Dipartimento di Scienze degli Alimenti e del Farmaco, Università degli Studi di Parma, Parco Area delle Scienze 27/A, I-43124 Parma, Italy.
Microbiome Research Hub, University of Parma, Parco Area delle Scienze 11/A, I-43124 Parma, Italy.
J Chem Inf Model. 2022 Jun 13;62(11):2771-2787. doi: 10.1021/acs.jcim.2c00140. Epub 2022 May 17.
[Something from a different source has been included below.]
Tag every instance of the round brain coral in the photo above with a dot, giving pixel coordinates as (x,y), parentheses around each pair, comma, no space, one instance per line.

Inhibition of monoglyceride lipase (MGL), also known as monoacylglycerol lipase (MAGL), has emerged as a promising approach for treating neurological diseases. To gain useful insights in the design of agents with balanced potency and reactivity, we investigated the mechanism of MGL carbamoylation by the reference triazole urea SAR629 (IC = 0.2 nM) and two recently described inhibitors featuring a pyrazole (IC = 1800 nM) or a 4-cyanopyrazole (IC = 8 nM) leaving group (LG), using a hybrid quantum mechanics/molecular mechanics (QM/MM) approach. Opposite to what was found for substrate 2-arachidonoyl--glycerol (2-AG), covalent modification of MGL by azole ureas is controlled by LG expulsion. Simulations indicated that changes in the electronic structure of the LG greatly affect reaction energetics with triazole and 4-cyanopyrazole inhibitors following a more accessible carbamoylation path compared to the unsubstituted pyrazole derivative. The computational protocol provided reaction barriers able to discriminate between MGL inhibitors with different potencies. These results highlight how QM/MM simulations can contribute to elucidating structure-activity relationships and provide insights for the design of covalent inhibitors.
抑制单酰基甘油脂肪酶(MGL),也称为单酰基甘油脂肪酶(MAGL),已成为治疗神经疾病的一种有前途的方法。为了在设计具有平衡效力和反应性的药物方面获得有用的见解,我们使用混合量子力学/分子力学(QM/MM)方法研究了参考三唑脲 SAR629(IC = 0.2 nM)和最近描述的两种具有吡唑(IC = 1800 nM)或 4-氰基吡唑(IC = 8 nM)离去基团(LG)的抑制剂对 MGL 氨甲酰化的作用机制。与 2-花生四烯酰基甘油(2-AG)的情况相反,唑脲对 MGL 的共价修饰受 LG 逐出的控制。模拟表明,LG 的电子结构变化极大地影响了与三唑和 4-氰基吡唑抑制剂的反应能学,与未取代的吡唑衍生物相比,它们遵循更易接近的氨甲酰化途径。该计算方案提供了反应势垒,能够区分具有不同效力的 MGL 抑制剂。这些结果强调了 QM/MM 模拟如何有助于阐明构效关系,并为设计共价抑制剂提供了见解。